Most Unique Christmas Tree: White Fir
Concolor or white fir is a great choice for those wanting the color of a spruce with the staying power of a fir. The color varies from powdery green to blue green. The needles are longer than other species and have excellent retention. Rather than clusters, the needles are arranged in neat rows, lending a nice full appearance to the pyramidal shape. However, the biggest draw of white fir is the fresh citrus fragrance.
Best Small Christmas Tree for Apartments: Alberta Spruce
Bring Christmas cheer to small spaces with a potted Alberta spruce. The perfect pyramid form and crisp fragrance provide a miniature version of your favorite Christmas tree. Dress it up with ribbons and bells, or a simple burlap wrap and red bow around the pot. Dwarf Alberta spruce is perfect for decorating tabletops, desks, and mantles. Plus, they make a great holiday gift.
Best Christmas Tree for Allergy Sufferers: Leyland Cypress
Southerners are quite familiar with Leyland Cypress, which is one of the more common species found on u-cut tree farms in the Southeast. It is also a great selection for people allergic to more traditional Christmas trees. Leyland cypress has very little aroma and, more importantly, does not produce the allergy-causing compounds found in many Christmas trees. Leyland cypress also has bright green foliage and will not drop needles like other trees. One note, though, even though these trees have good form, the branches cannot hold heavy ornaments.
Best Christmas Tree to Have Around Pets: White Pine
Needles dropped by Christmas trees can be a hazard to pets (as well as young children). Sharp needles hurt tender paws and can cut your dog or cat’s mouth and stomach lining if ingested. So, pet owners should consider a species with soft flexible needles, like white pine. The blue-green needles of White Pine grow 3 to 5 inches long and have good retention. This species also has little aroma, which is good for allergy sufferers. The branches are not as strong as firs, so decorate with lighter ornaments.
Most Adaptable Christmas Tree: Noble Fir
The noble fir has a slightly narrower profile than other trees on this list, making it a good choice for tight spaces. It also grows very tall and is commonly used to decorate two-story entryways or rooms with cathedral ceilings. A beautiful selection with blue green to silvery green needles, this long-lasting Christmas tree has stiff branches for decorating and great staying power. Due to the excellent needle retention, noble fir branches are commonly used for wreaths, swags, and garland.

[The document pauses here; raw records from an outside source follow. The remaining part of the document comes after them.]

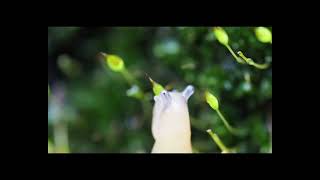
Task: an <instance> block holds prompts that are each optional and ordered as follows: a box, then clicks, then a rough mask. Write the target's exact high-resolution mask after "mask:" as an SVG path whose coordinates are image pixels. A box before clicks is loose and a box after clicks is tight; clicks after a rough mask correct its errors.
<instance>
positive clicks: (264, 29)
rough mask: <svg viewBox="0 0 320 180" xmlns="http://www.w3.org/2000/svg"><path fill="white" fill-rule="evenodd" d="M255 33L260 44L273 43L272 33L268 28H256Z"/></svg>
mask: <svg viewBox="0 0 320 180" xmlns="http://www.w3.org/2000/svg"><path fill="white" fill-rule="evenodd" d="M255 33H256V36H257V38H258V40H259V41H260V42H263V43H272V33H271V31H270V30H269V29H268V28H265V27H257V28H255Z"/></svg>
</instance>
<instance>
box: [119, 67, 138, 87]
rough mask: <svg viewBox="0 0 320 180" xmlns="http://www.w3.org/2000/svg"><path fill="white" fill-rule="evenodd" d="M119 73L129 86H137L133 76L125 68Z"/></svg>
mask: <svg viewBox="0 0 320 180" xmlns="http://www.w3.org/2000/svg"><path fill="white" fill-rule="evenodd" d="M120 72H121V74H122V75H123V77H124V78H125V79H126V81H127V82H128V83H129V84H130V85H134V84H137V81H136V80H135V79H134V78H133V76H132V75H131V74H130V73H129V71H128V70H127V69H126V68H125V69H123V70H122V71H120Z"/></svg>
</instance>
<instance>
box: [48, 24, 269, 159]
mask: <svg viewBox="0 0 320 180" xmlns="http://www.w3.org/2000/svg"><path fill="white" fill-rule="evenodd" d="M267 28H268V29H269V30H270V31H272V27H267ZM224 30H225V31H226V32H227V33H228V35H229V44H230V46H231V47H232V49H233V50H234V51H238V50H241V51H242V52H243V53H244V54H245V55H246V56H248V57H250V58H252V59H253V60H254V61H255V62H257V63H265V62H269V63H271V65H270V67H269V68H267V69H264V70H261V69H257V68H255V67H253V66H249V65H244V64H239V63H237V62H236V61H235V59H234V57H233V56H232V55H231V53H230V52H229V51H228V49H227V48H226V47H225V46H223V45H222V44H220V43H219V42H218V41H217V39H216V37H215V35H214V33H213V31H212V28H211V27H100V28H84V27H48V153H52V152H65V153H149V152H150V151H151V148H152V145H153V138H152V134H151V119H152V107H153V92H152V87H151V84H150V82H149V81H148V79H147V78H146V74H148V75H149V76H150V77H152V79H154V80H155V81H157V82H158V83H160V84H162V85H163V86H166V87H167V88H168V89H172V88H173V89H177V90H183V89H184V87H186V86H187V85H188V84H192V85H193V86H195V94H194V95H193V96H192V97H191V98H190V100H189V102H188V104H189V113H190V116H191V125H192V143H193V148H194V151H195V152H199V153H220V152H221V150H220V149H219V147H218V146H217V144H216V143H215V142H214V141H213V140H212V139H211V137H210V136H209V134H208V133H207V132H206V130H207V129H212V130H213V131H214V132H215V133H216V134H217V135H218V136H219V137H220V139H221V140H222V142H223V143H224V144H225V145H226V146H227V147H230V148H235V149H236V151H237V152H239V153H271V152H272V44H270V43H262V42H260V41H259V40H258V39H257V37H256V34H255V27H224ZM99 52H105V53H108V54H116V55H118V56H120V57H121V58H122V59H123V61H124V63H125V67H126V69H127V71H128V73H129V75H130V77H132V78H133V79H135V83H130V82H128V81H127V80H126V78H125V77H124V76H123V75H122V74H121V73H118V72H114V71H112V70H111V69H110V68H108V66H107V65H106V63H105V62H104V61H103V60H102V58H101V57H100V56H99ZM205 90H209V91H210V92H211V93H212V94H214V95H215V96H216V97H217V98H218V100H219V105H220V111H221V112H222V113H223V115H224V116H225V118H226V119H227V120H228V122H229V123H230V124H231V125H232V126H233V127H236V128H238V129H241V132H242V133H241V135H239V136H234V135H232V134H230V132H229V131H228V130H227V129H226V127H225V126H224V124H223V123H222V121H221V119H220V118H219V116H218V115H217V113H216V111H214V110H213V109H211V108H210V106H209V105H208V104H207V103H206V101H205V98H204V92H205Z"/></svg>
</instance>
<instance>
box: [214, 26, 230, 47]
mask: <svg viewBox="0 0 320 180" xmlns="http://www.w3.org/2000/svg"><path fill="white" fill-rule="evenodd" d="M213 33H214V35H215V36H216V38H217V39H218V41H219V42H220V43H221V44H223V45H225V46H226V45H227V44H228V43H229V37H228V34H227V33H226V31H224V29H222V28H221V27H214V28H213Z"/></svg>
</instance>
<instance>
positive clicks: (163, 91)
mask: <svg viewBox="0 0 320 180" xmlns="http://www.w3.org/2000/svg"><path fill="white" fill-rule="evenodd" d="M193 93H194V88H193V86H191V85H189V86H187V87H186V88H185V90H184V91H183V92H177V91H172V92H169V91H166V90H164V91H162V92H161V93H160V94H159V95H158V96H155V97H154V100H155V104H154V107H153V117H152V135H153V137H154V139H155V143H154V146H153V148H152V153H192V145H191V127H190V118H189V111H188V105H187V103H188V99H189V97H190V96H191V95H192V94H193Z"/></svg>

Easiest Christmas Tree to Maintain: Canaan Fir
Combining the fragrance of balsam fir and the needle retention of Frasier fir, Canaan fir just might be the perfect Christmas tree. This new and noteworthy variety is growing in popularity. As with any real Christmas tree, make sure to keep its stand full of fresh, clean water to maintain freshness and make your tree last as long as possible.